Depth of penetration is usually in the 2-3 mm range. Most instruments use wavelengths of around 850 nm or 1,050 nm with claims of up to 13 mm square scanning fields (B-scans). The scanning rates for Fourier devices range from 20,000-200,000 scans per second (per sec) whereas time-domain technology managed 400 scans per sec due largely to the need to scan the reference mirror axially to vary the instrument’s reference arm’s path length.

At the 2016 ARVO meeting in May, several advances were detailed. An astonishing scan rate of 1.7 million A-scans per sec was claimed for a limited field (5° x 5°) instrument by one group and a functional, full eyeball-length SS SD OCT was detailed by another. That instrument offered simultaneous full-depth, anterior chamber and posterior eye imaging with a 30° retinal field using dual optical channels at 1,045 nm (∆λ was 100 nm).

At the same meeting, a long-range SS SD OCT instrument specialised to imaging the crystalline lens in 3D was described. A depth range of 17 mm was claimed over a 7 mm x 7 mm iris area. Several papers covering OCT-based ocular angiography in various conditions were also delivered.

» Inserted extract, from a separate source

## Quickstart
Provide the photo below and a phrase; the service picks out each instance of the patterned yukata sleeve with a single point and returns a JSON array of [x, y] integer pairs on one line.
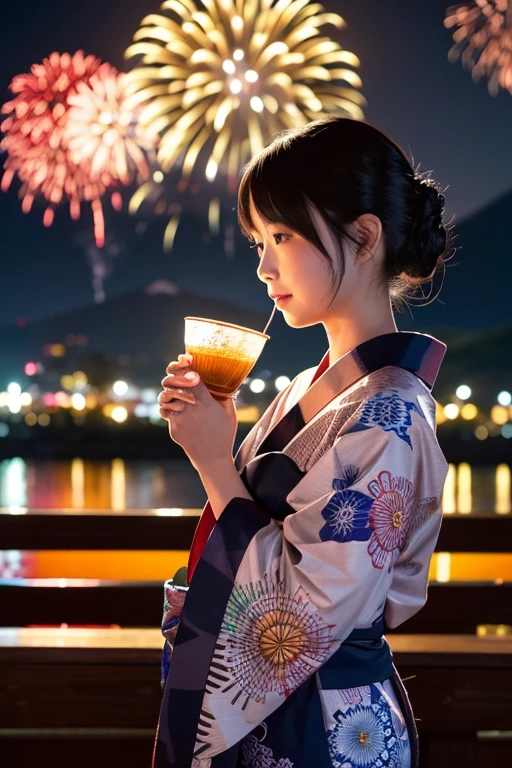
[[304, 584]]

OCT is also now making inroads into vascular and dermatological specialties and that list of users is likely to grow.

Significance of OCT

The invention of the direct ophthalmoscope in the mid-19th century was by far the greatest boost to eye care at the time and probably of all time. While the evolution of the slit-lamp biomicroscope was also a significant advance, it is probable that the arrival of ophthalmic OCT runs a close second to the ophthalmoscope. OCT has changed almost every aspect of eye care, especially in the medical retina field. As the technology advances, its significance can only grow. 

References

  1. Duguay MA, 1971. Light photographed in flight. American Scientist 59: 551-556.
  2. Fujimoto JG et al, 1986. Femtosecond optical ranging in biological systems. Opt Lett. 11: 150-153.
  3. Huang D et al, 1991. Micron-resolution ranging of cornea and anterior chamber by optical reflectometry. Lasers Surg Med. 11: 419-425.